Запорожцы, всегда имевшие сильную тягу послушать подобные байки, которые для многих частично составляли и самую образованность, действительно обратились к есаулу, который тут же, в тени вербы, с помощью каких-то снадобий склеивал запорожцу Прокопию Дудаку́ разбитую голову.
– Отчего ж не рассказать… – есаул хладнокровно начал заматывать тряпицу, выпустив, поверх слипшуюся от крови полуаршинную чуприну. – Було35 у Северина Налывайки в войске два сотника – други неразлучные. Одын звався Тата́рынэць, а другый36, не для смеху сказать, хотя бы и по прозванию… Ду́рень! Зашли воны37 як-то со своими сотнями в маетку князя Радзивила38. Тамошний рындарь39, не то з пэрэляку40, не то з умыслом, выкатил им несколько бочек варенухи41… Они и напылысь42 дощенту43. А у ничь напав на них гетьман Жовкевськый44. Об ту пору козакы булы для бою совсем не годни45… Да чего греха таить! мало который мог и в стремено чобит вдить! Но, сив46 по хатам на запоры, отбивались бардзо47 добре, так що гетьман в ярости велел спалыть48 всих, разом49 з селищем…
В полной тишине есаул закончил перевязывать пораненого, что-то пошептал, подул тому на голову и поплевал через плечо.
– Немало як пеньчь ста50 душ заживо сгорилы51, тому що оба два сотника булы дурни52… хотя бы один из них и звався Тата́рынцем, – сурово закончил за есаула Шама́й.
Сгрудившиеся вокруг Корсака́ запороги, несколько обескураженные такой развязкою, выказавшей в самом невыгодном свете пьянство на походе, вместо того чтобы прямо обратиться к вожделённому существу вопроса, теперь принуждены были выдержать изрядную паузу.
Топчась как застоявшиеся жеребцы, откашливаясь и осуждающе качая головами, они вчуже наблюдали, как Хома уже принялся отмеривать всем по чарке из находившихся под его опекой нескольких изрядных мехов пошитых из козловых шкур.
Подошедший снимал шапку и, зажавши её по-козацки под мышкой, бережно принимал деревянный, со щербатыми краями михайлик. Перекрестившись, со словами: «Во вики викив!»53 козак выпивал свою порцию, на что Хома неизменно отвечал: «Слава Богу»!
При этом всяк выказывал свойства своей натуры: один, блаженно прижмурившись цедил горилку из жита, точно дорогую мальвазию, другой единым духом опрокидывал чарку в могучую глотку и, выдохнув, заглядывал потом с некоторым сожалением в пустую посудину, на что Хома тотчас закидывал уду:
– Пан То́рба, не пый до дна!
– Га? Чогось?! – заглатывал наживку простоватый запорожец.
– На дни54 дурень сыдыть55! – тут-же подсекал Далэ́ко-Ба́чу.
И пока озадаченный пан То́рба, открывши рот и скребя в потылице искал достойного ответа, бойкий Хома, не переставая зубоскалить, уже отмеривал следующему.
По своему обыкновению, находился записной остряк из какого-нибудь хотя бы и Шкуринского куреня, который, выпив и степенно разглаживая ус, наклонялся к виночерпию и, косясь на окружающих, вкрадчиво вопрошал:
– Слухай, Хома…
При этом все стоявшие неподалёку начинали вострить уши.

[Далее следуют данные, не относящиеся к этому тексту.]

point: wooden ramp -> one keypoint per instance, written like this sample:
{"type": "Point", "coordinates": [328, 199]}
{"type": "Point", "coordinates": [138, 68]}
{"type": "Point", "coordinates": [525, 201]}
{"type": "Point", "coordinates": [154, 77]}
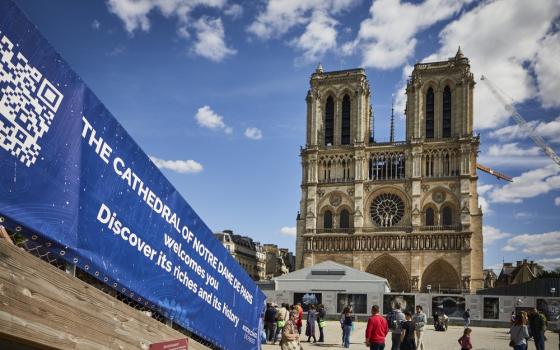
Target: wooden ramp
{"type": "Point", "coordinates": [47, 308]}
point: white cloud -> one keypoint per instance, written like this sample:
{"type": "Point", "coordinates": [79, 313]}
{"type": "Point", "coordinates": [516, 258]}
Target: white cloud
{"type": "Point", "coordinates": [318, 38]}
{"type": "Point", "coordinates": [317, 16]}
{"type": "Point", "coordinates": [253, 133]}
{"type": "Point", "coordinates": [502, 39]}
{"type": "Point", "coordinates": [550, 131]}
{"type": "Point", "coordinates": [210, 39]}
{"type": "Point", "coordinates": [207, 118]}
{"type": "Point", "coordinates": [535, 244]}
{"type": "Point", "coordinates": [528, 185]}
{"type": "Point", "coordinates": [492, 234]}
{"type": "Point", "coordinates": [288, 231]}
{"type": "Point", "coordinates": [181, 166]}
{"type": "Point", "coordinates": [387, 38]}
{"type": "Point", "coordinates": [235, 11]}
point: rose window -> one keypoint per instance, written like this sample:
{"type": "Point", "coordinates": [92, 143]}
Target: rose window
{"type": "Point", "coordinates": [387, 209]}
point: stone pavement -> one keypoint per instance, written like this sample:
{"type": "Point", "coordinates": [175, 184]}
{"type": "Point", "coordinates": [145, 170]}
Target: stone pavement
{"type": "Point", "coordinates": [482, 338]}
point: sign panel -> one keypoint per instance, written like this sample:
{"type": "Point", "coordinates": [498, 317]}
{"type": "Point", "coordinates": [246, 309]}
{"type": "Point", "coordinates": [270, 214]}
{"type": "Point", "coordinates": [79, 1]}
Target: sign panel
{"type": "Point", "coordinates": [73, 180]}
{"type": "Point", "coordinates": [180, 344]}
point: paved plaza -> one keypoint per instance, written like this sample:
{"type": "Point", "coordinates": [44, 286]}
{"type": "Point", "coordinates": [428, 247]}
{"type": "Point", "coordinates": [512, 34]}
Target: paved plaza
{"type": "Point", "coordinates": [482, 338]}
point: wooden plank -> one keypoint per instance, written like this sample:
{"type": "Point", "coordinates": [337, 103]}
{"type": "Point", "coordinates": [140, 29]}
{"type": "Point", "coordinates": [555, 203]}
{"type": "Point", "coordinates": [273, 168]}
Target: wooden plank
{"type": "Point", "coordinates": [43, 305]}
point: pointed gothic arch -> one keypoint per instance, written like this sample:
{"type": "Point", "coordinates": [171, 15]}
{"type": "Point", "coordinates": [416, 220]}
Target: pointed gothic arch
{"type": "Point", "coordinates": [389, 267]}
{"type": "Point", "coordinates": [440, 275]}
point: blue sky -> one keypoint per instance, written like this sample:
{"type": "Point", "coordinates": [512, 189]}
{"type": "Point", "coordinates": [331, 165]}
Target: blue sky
{"type": "Point", "coordinates": [214, 91]}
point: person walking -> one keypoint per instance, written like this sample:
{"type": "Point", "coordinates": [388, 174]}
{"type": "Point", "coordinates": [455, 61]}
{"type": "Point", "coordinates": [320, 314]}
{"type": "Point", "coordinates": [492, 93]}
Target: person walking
{"type": "Point", "coordinates": [310, 326]}
{"type": "Point", "coordinates": [420, 320]}
{"type": "Point", "coordinates": [282, 315]}
{"type": "Point", "coordinates": [395, 319]}
{"type": "Point", "coordinates": [376, 330]}
{"type": "Point", "coordinates": [467, 317]}
{"type": "Point", "coordinates": [519, 333]}
{"type": "Point", "coordinates": [347, 323]}
{"type": "Point", "coordinates": [407, 333]}
{"type": "Point", "coordinates": [537, 327]}
{"type": "Point", "coordinates": [270, 322]}
{"type": "Point", "coordinates": [290, 334]}
{"type": "Point", "coordinates": [465, 340]}
{"type": "Point", "coordinates": [321, 320]}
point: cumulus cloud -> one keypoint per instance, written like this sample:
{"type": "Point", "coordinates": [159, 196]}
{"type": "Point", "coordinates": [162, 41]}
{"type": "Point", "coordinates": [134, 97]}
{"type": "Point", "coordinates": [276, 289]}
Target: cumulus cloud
{"type": "Point", "coordinates": [235, 11]}
{"type": "Point", "coordinates": [503, 39]}
{"type": "Point", "coordinates": [288, 231]}
{"type": "Point", "coordinates": [547, 244]}
{"type": "Point", "coordinates": [550, 131]}
{"type": "Point", "coordinates": [528, 185]}
{"type": "Point", "coordinates": [492, 234]}
{"type": "Point", "coordinates": [96, 24]}
{"type": "Point", "coordinates": [316, 16]}
{"type": "Point", "coordinates": [207, 118]}
{"type": "Point", "coordinates": [210, 39]}
{"type": "Point", "coordinates": [181, 166]}
{"type": "Point", "coordinates": [387, 38]}
{"type": "Point", "coordinates": [209, 32]}
{"type": "Point", "coordinates": [253, 133]}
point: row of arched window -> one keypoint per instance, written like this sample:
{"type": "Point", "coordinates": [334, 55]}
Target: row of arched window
{"type": "Point", "coordinates": [446, 113]}
{"type": "Point", "coordinates": [445, 217]}
{"type": "Point", "coordinates": [343, 220]}
{"type": "Point", "coordinates": [345, 121]}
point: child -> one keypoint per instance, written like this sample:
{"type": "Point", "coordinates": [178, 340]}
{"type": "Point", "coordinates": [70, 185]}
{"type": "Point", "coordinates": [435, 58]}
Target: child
{"type": "Point", "coordinates": [465, 340]}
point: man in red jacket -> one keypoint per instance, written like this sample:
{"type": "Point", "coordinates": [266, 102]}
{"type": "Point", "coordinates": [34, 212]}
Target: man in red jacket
{"type": "Point", "coordinates": [376, 330]}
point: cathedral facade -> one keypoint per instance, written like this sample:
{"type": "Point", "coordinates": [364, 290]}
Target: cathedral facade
{"type": "Point", "coordinates": [407, 211]}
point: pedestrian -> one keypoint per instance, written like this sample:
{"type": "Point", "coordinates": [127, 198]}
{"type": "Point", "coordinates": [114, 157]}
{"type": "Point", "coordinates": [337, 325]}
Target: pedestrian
{"type": "Point", "coordinates": [465, 340]}
{"type": "Point", "coordinates": [519, 333]}
{"type": "Point", "coordinates": [394, 320]}
{"type": "Point", "coordinates": [467, 317]}
{"type": "Point", "coordinates": [282, 315]}
{"type": "Point", "coordinates": [290, 334]}
{"type": "Point", "coordinates": [270, 322]}
{"type": "Point", "coordinates": [376, 330]}
{"type": "Point", "coordinates": [310, 327]}
{"type": "Point", "coordinates": [420, 319]}
{"type": "Point", "coordinates": [321, 320]}
{"type": "Point", "coordinates": [537, 327]}
{"type": "Point", "coordinates": [347, 323]}
{"type": "Point", "coordinates": [407, 333]}
{"type": "Point", "coordinates": [299, 308]}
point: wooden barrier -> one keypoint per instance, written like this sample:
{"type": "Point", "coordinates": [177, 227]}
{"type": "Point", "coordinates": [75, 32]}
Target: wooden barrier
{"type": "Point", "coordinates": [43, 306]}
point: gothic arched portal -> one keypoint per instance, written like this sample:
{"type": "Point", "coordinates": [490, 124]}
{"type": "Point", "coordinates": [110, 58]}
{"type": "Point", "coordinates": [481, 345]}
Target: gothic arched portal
{"type": "Point", "coordinates": [390, 268]}
{"type": "Point", "coordinates": [440, 275]}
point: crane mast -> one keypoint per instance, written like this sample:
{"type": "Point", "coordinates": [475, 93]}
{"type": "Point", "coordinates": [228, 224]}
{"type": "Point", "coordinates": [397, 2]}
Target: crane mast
{"type": "Point", "coordinates": [539, 141]}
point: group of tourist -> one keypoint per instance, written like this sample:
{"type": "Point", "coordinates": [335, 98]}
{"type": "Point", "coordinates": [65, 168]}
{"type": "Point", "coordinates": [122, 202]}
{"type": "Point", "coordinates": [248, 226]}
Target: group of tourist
{"type": "Point", "coordinates": [287, 322]}
{"type": "Point", "coordinates": [407, 329]}
{"type": "Point", "coordinates": [525, 326]}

– А чогось56 ты соби не налываешь? Чи ты хворый? Або не нашей, греческой веры? И святые угодники пили горилку! только бусурмане да жиды не пьют горилки!
Хома закладывал за ухо жёсткую, словно свитую из конского волоса чуприну и не заставлял себя ждать:
– Не можно, пан Клымза́! не можно! Мне малжонка57 пыть горилки не дозволяет!
Тут уж всё товарищество, не исключая и Хому, разражалось самым здоровым хохотом, невзирая на то, что слышало эту шутку, быть может, двадцатый раз и наперёд зная, что никакой жены у «натолийського пидчашия» отродясь не водилось.
…День меж тем клонился на покой. Садящееся солнце уже забрызгало степь кровью, и пожар вечерней зари отразился в водах реки. Нежный вечер словно ткался из дорогого аксамита, напитываясь духом полевого осота, чабреца, мяты, степовой полыни, тмина, душицы, дикого цикория, тысячелистника, богородской травы и ещё бог весть знает чего.